In that case call me 'The Master.'
My interests do become my identity. I tried to explain this in an ADHD forum.
I basically live for my sci-fi trilogy. There is nothing more important to life than this, except whenever ABC iView puts up the next episode of Doctor, which counts as research.
I display my collections as 'trophies' of those interests. It's hard to explain but it's like a photo album. You show it to people or just look over it to reminisce. All the items in my bedroom from the bookshelf to telescope to Stargate display to the MASSIVE Doctor Who collection, tells people who I am. Even the clothes on display, the objects I toss on my table for easy reach, the iPad on the charger on my bedside table, the music playing - it's all a part of me. Even the odd cat snoozing on the bed.
OK, I went way overboard there. These interests form an identity and help me build an understanding and interact with the world that I find so confusing and alien.
For years I've been dressing like Harry Potter, in Muggle clothes, but now it's a mixture of geeky Teefury t-shirts (one that is a HP shirt and 6 others are Doctor Who).

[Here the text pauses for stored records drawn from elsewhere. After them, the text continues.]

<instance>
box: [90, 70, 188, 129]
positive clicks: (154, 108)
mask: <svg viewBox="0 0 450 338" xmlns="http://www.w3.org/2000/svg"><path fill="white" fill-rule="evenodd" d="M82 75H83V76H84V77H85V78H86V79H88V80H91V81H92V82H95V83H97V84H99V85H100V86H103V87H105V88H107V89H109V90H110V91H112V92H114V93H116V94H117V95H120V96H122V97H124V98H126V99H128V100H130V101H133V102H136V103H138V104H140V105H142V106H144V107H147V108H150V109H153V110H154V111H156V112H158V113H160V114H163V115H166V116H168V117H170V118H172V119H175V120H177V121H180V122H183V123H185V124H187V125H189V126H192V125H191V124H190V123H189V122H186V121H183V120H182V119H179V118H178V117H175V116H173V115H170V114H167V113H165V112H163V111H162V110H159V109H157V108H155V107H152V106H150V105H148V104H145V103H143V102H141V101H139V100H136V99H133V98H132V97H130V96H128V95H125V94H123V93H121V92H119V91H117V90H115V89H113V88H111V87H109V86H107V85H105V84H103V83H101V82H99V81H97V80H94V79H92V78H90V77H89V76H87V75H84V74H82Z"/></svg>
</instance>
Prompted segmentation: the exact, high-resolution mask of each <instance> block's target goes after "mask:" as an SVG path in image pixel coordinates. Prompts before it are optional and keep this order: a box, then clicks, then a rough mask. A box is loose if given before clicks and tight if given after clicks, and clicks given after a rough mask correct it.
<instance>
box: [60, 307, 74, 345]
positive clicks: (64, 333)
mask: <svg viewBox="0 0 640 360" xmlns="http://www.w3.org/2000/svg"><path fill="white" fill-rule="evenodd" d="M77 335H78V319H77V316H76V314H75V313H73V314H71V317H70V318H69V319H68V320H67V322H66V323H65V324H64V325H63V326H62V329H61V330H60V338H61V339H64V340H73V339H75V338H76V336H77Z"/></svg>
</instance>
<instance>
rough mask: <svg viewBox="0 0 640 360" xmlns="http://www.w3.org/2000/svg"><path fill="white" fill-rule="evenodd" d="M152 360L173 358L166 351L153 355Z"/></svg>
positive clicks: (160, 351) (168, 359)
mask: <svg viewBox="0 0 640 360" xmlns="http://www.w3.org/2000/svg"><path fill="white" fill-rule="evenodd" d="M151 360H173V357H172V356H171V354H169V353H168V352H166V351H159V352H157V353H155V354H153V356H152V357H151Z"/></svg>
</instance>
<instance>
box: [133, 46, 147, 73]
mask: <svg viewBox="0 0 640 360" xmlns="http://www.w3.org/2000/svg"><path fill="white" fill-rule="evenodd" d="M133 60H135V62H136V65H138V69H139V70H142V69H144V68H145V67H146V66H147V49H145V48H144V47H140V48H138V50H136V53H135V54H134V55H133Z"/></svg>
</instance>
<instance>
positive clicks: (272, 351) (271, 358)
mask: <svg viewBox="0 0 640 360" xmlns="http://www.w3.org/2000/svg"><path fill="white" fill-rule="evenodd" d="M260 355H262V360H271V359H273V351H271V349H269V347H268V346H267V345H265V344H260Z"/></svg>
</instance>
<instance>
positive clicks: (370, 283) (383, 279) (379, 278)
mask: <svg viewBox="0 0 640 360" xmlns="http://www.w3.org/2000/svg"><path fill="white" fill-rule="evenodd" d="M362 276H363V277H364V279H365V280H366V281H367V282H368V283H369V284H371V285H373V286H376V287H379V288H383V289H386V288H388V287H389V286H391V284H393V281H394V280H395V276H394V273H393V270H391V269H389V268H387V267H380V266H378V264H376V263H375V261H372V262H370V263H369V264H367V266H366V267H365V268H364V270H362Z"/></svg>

I wear specific clothes that make me feel like Col Sheppard from Stargate Atlantis.
Every couple of months or so I'll get really intense into Doctor Who, Stargate SG-1/Atlantis, Star Trek, Physics, Astronomy, the Air Force, Harry Potter (the video games only), Ender's Game (I even started talking like the cadets), and those will become my world. I'll talk like (or just use words like), dress like, and to other people completely obsess over.
These days it's all about my novel. I created my own alternate Earth (Australia really), put in a secret base, some space battles and a lot of cool advanced tech. But there's a lot about living with high functioning autism in there and struggling with friendships, the work environment and other such things. I wrote my own language, of colour.
I make up my own names and words combining Latin with some other language, usually Welsh or Sanskrit. I've even given myself a nickname my shortening my whole title: Shadro. It's my pretentious artist's signature.
This world feels so real to me I confuse the characters for other characters in sci-fi and feel just like the main character, which is great because I want to live in the story. People tell me just write it all out and edit later but that way I won't get to experience the story.
As far as I'm convinced this world I'm in now is the alternate reality and these flashes in my mind are memories of the world I was taken from, and I've got to work out how to get back. Hey, there's a story in that.
Although I've been playing video games lately and my imagination keeps seeing everything as a 3rd person RPG. I get pretty influenced by my interests that quickly.